Streaming Pipeline
Stratefied Sampling
When stratified sampling is enabled (config.stratify=True
), all samples are
first organized into categories by their labels (must be integral). Images are
then sampled from each category in round-robin order to make a stream. When
loop is enabled (config.loop=True
), a category automatically rewinds with
optional re-shuffling (config.reshuffle=True
), producing an endless stream
with equal proportion of each category. When loop is disabled, a category is
removed from round-robin when all its samples are consumed.
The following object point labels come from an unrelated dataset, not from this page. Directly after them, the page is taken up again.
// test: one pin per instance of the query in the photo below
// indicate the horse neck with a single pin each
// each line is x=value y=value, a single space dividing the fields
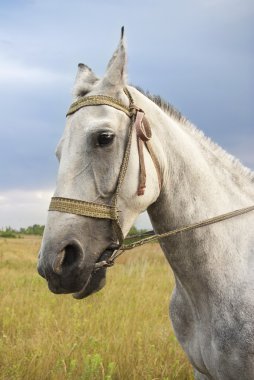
x=199 y=181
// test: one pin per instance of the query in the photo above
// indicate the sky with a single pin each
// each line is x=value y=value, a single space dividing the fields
x=197 y=54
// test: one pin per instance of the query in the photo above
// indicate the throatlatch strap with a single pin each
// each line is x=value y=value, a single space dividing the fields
x=78 y=207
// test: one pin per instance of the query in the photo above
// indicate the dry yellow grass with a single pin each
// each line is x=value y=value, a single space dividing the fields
x=122 y=333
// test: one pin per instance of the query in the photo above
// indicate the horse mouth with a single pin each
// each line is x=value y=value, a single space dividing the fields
x=97 y=279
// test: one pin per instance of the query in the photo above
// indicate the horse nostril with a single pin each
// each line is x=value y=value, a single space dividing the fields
x=69 y=256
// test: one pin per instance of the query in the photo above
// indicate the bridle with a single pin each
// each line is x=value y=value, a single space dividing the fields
x=140 y=124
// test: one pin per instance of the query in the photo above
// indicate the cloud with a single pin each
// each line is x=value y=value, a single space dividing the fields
x=18 y=74
x=21 y=208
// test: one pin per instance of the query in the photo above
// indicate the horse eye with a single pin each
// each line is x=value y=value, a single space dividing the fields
x=105 y=138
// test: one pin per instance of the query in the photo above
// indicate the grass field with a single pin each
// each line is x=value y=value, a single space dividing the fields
x=122 y=332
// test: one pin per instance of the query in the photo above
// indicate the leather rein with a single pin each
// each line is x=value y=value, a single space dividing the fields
x=139 y=124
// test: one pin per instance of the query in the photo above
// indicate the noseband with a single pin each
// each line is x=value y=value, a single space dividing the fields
x=140 y=124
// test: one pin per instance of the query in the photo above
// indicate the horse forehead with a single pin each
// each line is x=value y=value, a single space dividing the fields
x=91 y=116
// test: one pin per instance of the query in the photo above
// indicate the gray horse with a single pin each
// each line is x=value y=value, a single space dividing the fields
x=212 y=307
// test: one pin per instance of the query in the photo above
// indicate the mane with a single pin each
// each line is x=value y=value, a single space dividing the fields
x=170 y=110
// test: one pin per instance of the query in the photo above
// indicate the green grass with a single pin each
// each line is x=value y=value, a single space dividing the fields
x=122 y=332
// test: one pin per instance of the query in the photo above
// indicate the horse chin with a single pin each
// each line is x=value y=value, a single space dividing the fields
x=95 y=282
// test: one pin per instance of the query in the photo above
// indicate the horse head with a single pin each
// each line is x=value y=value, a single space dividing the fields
x=91 y=154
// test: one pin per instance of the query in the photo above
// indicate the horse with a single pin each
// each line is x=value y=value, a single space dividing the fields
x=108 y=175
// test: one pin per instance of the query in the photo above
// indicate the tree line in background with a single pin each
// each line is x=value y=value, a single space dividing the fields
x=37 y=229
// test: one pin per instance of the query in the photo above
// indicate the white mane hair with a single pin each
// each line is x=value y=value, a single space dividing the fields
x=226 y=158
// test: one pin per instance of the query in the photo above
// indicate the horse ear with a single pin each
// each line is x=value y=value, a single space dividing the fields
x=84 y=82
x=116 y=70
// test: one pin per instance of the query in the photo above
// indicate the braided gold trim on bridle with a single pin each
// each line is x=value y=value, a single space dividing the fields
x=78 y=207
x=99 y=100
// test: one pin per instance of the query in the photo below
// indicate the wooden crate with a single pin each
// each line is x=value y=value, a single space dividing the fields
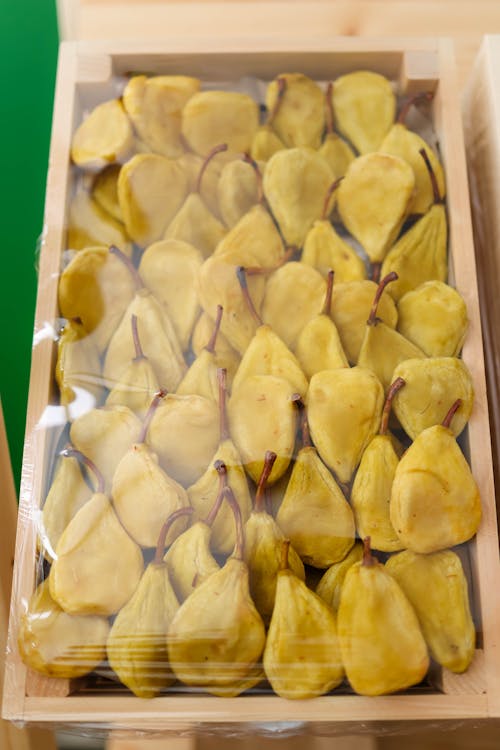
x=85 y=72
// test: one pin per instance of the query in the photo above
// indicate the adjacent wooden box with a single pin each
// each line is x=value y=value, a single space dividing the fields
x=85 y=76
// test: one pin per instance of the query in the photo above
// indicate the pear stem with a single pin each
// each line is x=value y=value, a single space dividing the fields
x=327 y=307
x=149 y=415
x=210 y=347
x=221 y=469
x=392 y=276
x=423 y=96
x=242 y=279
x=258 y=174
x=139 y=352
x=329 y=109
x=393 y=389
x=128 y=264
x=281 y=83
x=435 y=187
x=329 y=193
x=451 y=413
x=206 y=161
x=86 y=461
x=239 y=546
x=221 y=380
x=160 y=547
x=285 y=547
x=368 y=559
x=260 y=495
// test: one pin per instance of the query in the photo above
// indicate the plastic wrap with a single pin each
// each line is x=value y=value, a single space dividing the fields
x=254 y=475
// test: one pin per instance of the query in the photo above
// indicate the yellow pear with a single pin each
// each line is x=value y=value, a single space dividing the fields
x=302 y=655
x=57 y=644
x=435 y=504
x=381 y=643
x=436 y=586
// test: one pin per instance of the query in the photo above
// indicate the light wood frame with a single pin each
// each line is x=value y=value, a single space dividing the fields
x=417 y=64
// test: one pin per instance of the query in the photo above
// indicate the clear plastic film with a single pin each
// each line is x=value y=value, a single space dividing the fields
x=255 y=469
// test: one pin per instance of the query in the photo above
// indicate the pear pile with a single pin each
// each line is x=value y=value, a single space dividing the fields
x=261 y=370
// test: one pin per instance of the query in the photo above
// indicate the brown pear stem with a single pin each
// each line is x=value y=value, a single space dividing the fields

When stratified sampling is disabled, all records are considered to be in a single category.
Splitting and Cross-Validation
When splitting is enabled, records in each stratified category
is first divided into K partitions (config.split = K
), with the partition
specified by config.split_fold
removed. However, if config.split_negate
is true,
then only the partition specified by config.split_fold
is retained.
This splitting and data picking happens before streaming begins.
Set config.shuffle=True
to do random shuffle before K-fold splitting.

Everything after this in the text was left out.